For the supporters of Dr Ramadan, he is solely the victim of a right wing, anti-Muslim smear campaign, designed to bring down an unflinching critic of the French state. Peter Oborne tells us that 70% of the French prison population is Muslim, utilising an oft-quoted figure with no basis in fact — the real figure is estimated to be closer to 40% — and that the chief prosecutor in the case is a counter-terrorist expert, known by many according to Q Source Alain Gabon as the prosecutor of French jihadists. His job title is in fact simply Prosecutor of Paris, which gives him responsibility for a wide range of criminal cases. But the point is to make it undoubtedly clear that Dr Ramadan is a victim of virulent anti-Muslim sentiment in France, forgetting of course his hundreds of appearances on French television, in which he was treated as an equal and respected guest for over two decades.

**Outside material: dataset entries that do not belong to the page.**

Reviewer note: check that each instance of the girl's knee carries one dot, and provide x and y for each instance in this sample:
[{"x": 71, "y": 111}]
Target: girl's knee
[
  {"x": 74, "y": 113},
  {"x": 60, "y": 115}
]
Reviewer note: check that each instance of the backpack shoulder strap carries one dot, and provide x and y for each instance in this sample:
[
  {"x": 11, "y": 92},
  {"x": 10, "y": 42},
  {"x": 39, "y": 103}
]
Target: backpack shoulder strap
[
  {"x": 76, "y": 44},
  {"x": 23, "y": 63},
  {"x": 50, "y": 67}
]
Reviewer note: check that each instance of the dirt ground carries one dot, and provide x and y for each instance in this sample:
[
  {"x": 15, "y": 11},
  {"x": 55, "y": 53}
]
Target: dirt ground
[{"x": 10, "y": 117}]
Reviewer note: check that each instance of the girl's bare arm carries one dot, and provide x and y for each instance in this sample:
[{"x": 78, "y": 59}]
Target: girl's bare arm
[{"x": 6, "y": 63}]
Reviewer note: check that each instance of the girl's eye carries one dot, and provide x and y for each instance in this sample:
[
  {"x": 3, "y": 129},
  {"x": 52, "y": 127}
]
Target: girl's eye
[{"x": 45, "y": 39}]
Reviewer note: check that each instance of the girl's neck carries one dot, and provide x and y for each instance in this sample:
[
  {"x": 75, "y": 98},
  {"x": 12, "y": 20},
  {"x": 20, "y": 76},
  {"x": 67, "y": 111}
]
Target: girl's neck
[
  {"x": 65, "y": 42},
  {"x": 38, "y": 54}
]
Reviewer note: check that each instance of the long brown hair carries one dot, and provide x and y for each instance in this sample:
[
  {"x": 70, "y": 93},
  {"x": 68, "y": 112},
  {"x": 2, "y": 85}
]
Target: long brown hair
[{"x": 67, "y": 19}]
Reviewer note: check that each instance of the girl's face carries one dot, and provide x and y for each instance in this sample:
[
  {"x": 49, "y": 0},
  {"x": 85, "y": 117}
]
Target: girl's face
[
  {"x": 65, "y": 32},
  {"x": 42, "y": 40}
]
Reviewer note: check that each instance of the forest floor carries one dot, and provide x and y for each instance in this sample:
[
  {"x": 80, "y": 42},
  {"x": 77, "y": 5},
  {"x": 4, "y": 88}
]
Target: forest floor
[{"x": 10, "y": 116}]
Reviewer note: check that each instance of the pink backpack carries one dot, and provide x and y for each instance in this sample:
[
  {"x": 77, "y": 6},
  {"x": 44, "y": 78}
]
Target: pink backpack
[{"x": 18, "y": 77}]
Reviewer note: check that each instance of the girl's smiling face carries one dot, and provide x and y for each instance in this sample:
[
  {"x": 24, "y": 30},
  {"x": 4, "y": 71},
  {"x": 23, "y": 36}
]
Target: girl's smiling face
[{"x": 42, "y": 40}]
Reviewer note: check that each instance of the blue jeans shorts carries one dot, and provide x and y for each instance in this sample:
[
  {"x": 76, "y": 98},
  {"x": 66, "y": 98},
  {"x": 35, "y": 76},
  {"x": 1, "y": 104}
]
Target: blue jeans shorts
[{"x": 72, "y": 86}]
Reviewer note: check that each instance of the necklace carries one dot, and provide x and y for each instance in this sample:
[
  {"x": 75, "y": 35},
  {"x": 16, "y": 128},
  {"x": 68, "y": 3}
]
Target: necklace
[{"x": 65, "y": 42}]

There is no ignoring the climate of hostility towards Muslims in France, as in much of Europe and the wider world. There is no doubt that French Republican secularism institutionalises prejudice against Muslims and criminalises segments of the Muslim population on the basis of thought and dress. Such hostility only complicates cases such as this, fomenting suspicious and mistrust all round.
Nevertheless, a fair trial for Dr Ramadan means resisting the urge to instil in the minds of hundreds of thousands of people that he is simply the victim of a political conspiracy of his enemies. It means acknowledging that his detention is not, by any means, unique in the context of French law. It means recognising the contradictions and complexities in the complaints of all parties, and allowing justice to run its course, however long it takes.
Anyone who has been following the case objectively will eventually have to admit that, at root, the case is about alleged sexual violence against women. Certainly it has been complicated by an assortment of alliances, leading to suspicions about collusion and malevolent machinations, but in the end it will come down to the question of consent. It has already been established that behaviour similar to that described by three of the complainants has occurred, but purely, according to the defence, within the framework of mutual consent. Contrary to widespread claims, the third complainant’s case has not yet been dismissed, but will be examined later.
In the case of every plaintiff, the difficulty for the prosecution will be proving that the acts described as transpiring so long ago did indeed occur and, if they did, that they were non-consensual. If the majority of rape cases in France are any guide, they will have great difficulty in proving that claim, leading the court to find the accused not guilty in at least two of the cases under consideration.
Even if Dr Ramadan is exactly the kind of Muslim reformist that President Macron needs right now — apparently part of a generation of moderate Islamic scholars unafraid to challenge the traditionalists who apparently say that Muslims cannot be European — he now needs his supporters everywhere to be true to their word: to advocate for a fair trial, the presumption of innocence for all and equitable treatment before the law. So enough of this politicised campaigning, which has already decided who the real victims are, and who we may advocate for.
May justice be served equitably. May whoever has been wronged receive just restitution. May whoever has been slandered unjustly be compensated in full. May all parties receive fair treatment. Those four short sentences are an open letter I will gladly sign.